あなたは特別【新羽七助のゴーゴーバージャーナリストへの軌跡 第5回】

慌てて「レインボー2」に駆け込むと、黒いビキニにジーンズ生地のホットパンツ、赤のロングブーツを身に付けたプイが、ブスッとした表情で同僚ら数人としゃべっていた。
新羽七助撮影
ゴーゴー経験が少ない私は「怒らせてしまったかな……」と焦り、彼女を席に呼び寄せて釈明した。
「レインボー1のコとは話してただけで、ペイバー(連れ出し)はしていないんだ。プイの誤解だよ。それでも疑うなら、レインボー1の友だちやママさんに聞いてみるといい」
「そんなことはどうでもいい。私よりもあのコの方がかわいいか?」
「いや、プイの方がかわいいよ……」
ペイバーしたかしていないかは問題ではなく、どちらをより気に入っているかを知りたいようだった。
佐田真由美の方が好みだと素直に言いたい気持ちも芽生えたが、馬鹿正直に話したところで何も得しない。その代わりに、かわいいだとか、セクシーだとか、ミスユーだとか適当なお世辞を並べると、今度はプイが反撃してきた。
「私のことがそんなに好きなら、今夜もペイバーするか?」
「ペイバーしたいけど、学生だし、お金がそんなにないんだ」
「お金いらない。ペイバー600バーツだけでいい。あなたのことが好きだから特別」
たかさんから事前に、「タイのゴーゴー嬢は客のことを気に入ると、その客から金を受け取らなくなるらしい」と聞かされていた。
「金のために働いているのに、そんなことがあり得るわけないじゃないですか」と反論したものの、その状況が現実になろうとしている。プイに“特別”と言われ、嘘だと分かっていても胸が熱くなった。
「600バーツだけなら大丈夫だから、ペイバーするよ」
「ありがとう」
ラチャダーのディスコへ
すでに深夜になっていた。
プイは宿に帰らずにディスコに行こうという。ナナプラザを出て、ソイ4入口のガソリンスタンド前からタクシーを拾い、今はなきラチャダーのディスコ街に到着した。
プイが常連だというディスコに入ると、一目でそれと分かるケバい売春婦とそのヒモみたいな連中がダンスミュージックに合わせて能天気に踊っている。私は所作が分からず、もじもじしていると、プイは注文したウイスキーボトルを開け、氷を入れたグラスに注ぎ、コーラも加えてかき混ぜたものを私に手渡してくれた。

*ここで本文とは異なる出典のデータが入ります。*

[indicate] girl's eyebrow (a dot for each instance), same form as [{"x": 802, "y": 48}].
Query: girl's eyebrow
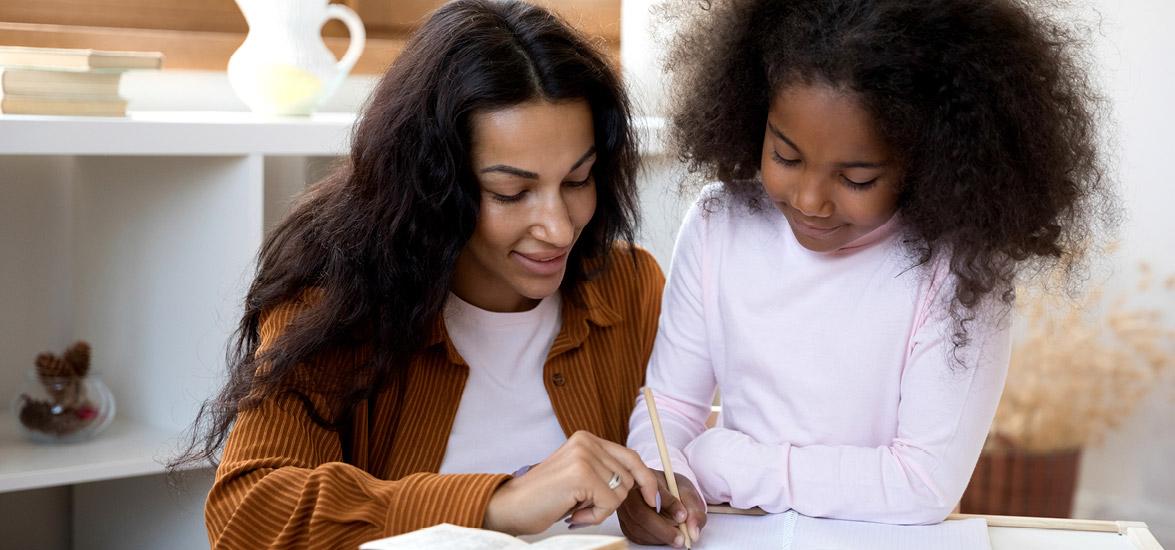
[
  {"x": 839, "y": 165},
  {"x": 531, "y": 175}
]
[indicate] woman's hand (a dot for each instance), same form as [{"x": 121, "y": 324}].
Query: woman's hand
[
  {"x": 573, "y": 480},
  {"x": 644, "y": 524}
]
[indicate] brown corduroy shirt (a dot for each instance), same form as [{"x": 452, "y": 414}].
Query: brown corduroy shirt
[{"x": 282, "y": 483}]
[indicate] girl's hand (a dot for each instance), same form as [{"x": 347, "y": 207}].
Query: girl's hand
[
  {"x": 644, "y": 525},
  {"x": 572, "y": 481}
]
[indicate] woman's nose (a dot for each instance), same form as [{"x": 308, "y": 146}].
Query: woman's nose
[{"x": 554, "y": 223}]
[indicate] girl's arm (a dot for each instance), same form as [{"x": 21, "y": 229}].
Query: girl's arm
[
  {"x": 918, "y": 477},
  {"x": 679, "y": 370}
]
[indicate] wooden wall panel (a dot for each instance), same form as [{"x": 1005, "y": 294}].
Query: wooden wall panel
[{"x": 201, "y": 34}]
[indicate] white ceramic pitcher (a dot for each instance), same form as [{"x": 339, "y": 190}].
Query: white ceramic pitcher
[{"x": 283, "y": 67}]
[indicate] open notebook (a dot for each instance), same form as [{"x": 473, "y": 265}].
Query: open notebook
[{"x": 793, "y": 531}]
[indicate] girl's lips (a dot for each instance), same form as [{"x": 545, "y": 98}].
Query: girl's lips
[
  {"x": 542, "y": 265},
  {"x": 814, "y": 232}
]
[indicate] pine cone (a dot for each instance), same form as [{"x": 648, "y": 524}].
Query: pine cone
[
  {"x": 49, "y": 366},
  {"x": 78, "y": 356}
]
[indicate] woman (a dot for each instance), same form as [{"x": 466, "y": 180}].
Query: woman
[{"x": 460, "y": 300}]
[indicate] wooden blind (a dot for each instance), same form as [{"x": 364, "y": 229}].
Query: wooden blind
[{"x": 202, "y": 34}]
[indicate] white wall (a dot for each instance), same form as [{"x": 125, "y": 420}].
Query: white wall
[{"x": 1130, "y": 476}]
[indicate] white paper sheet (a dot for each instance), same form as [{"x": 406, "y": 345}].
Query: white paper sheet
[
  {"x": 792, "y": 531},
  {"x": 813, "y": 534}
]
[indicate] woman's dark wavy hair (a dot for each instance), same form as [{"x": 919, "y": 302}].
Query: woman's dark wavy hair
[
  {"x": 987, "y": 105},
  {"x": 378, "y": 239}
]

「はい、これ飲んでみて。タイの女のコは優しいでしょ」
そのウイスキーの銘柄も値段もよく分からなかったが、プイが作ってくれたウイスキーコークはなんだかとてもおいしかった。
その後、例の「お姉さん」と呼ばれる先輩格の同僚数人が合流。
ケチな私は「彼女らの分まで払わされるのだろうか……」と身構えつつも、しばらく一緒に飲んだり踊ったりしていたが、プイはお姉さんの一人に1000バーツほど払い、私の手を取って店を出た。
「もう疲れたでしょ。オムニタワーに帰るか」
「う、うん」
ディスコでただで遊べたことよりも、プイの気遣いがうれしかった。でも、私はやっぱり騙されているのか、あるいは本当に好かれているのか……酔った頭でいくら考えても、答えはもちろん出ない。
われわれは宿に戻り、互いが恋人であるかのような本気のセックスをし、昼過ぎまで泥のように眠った。
デートはMBK
プイは起きた後も家に帰ろうとしない。主導権はもはや彼女が握っている。
「七助、どこ行くか」
「え、何も決めてないけど」
「デートに行くか」
「うん」
デートと言っても、どこに行くのか見当がつかなかったが、タクシーで連れてこられたのは、「MBK(マーブンクロン)センター」というデパートだった。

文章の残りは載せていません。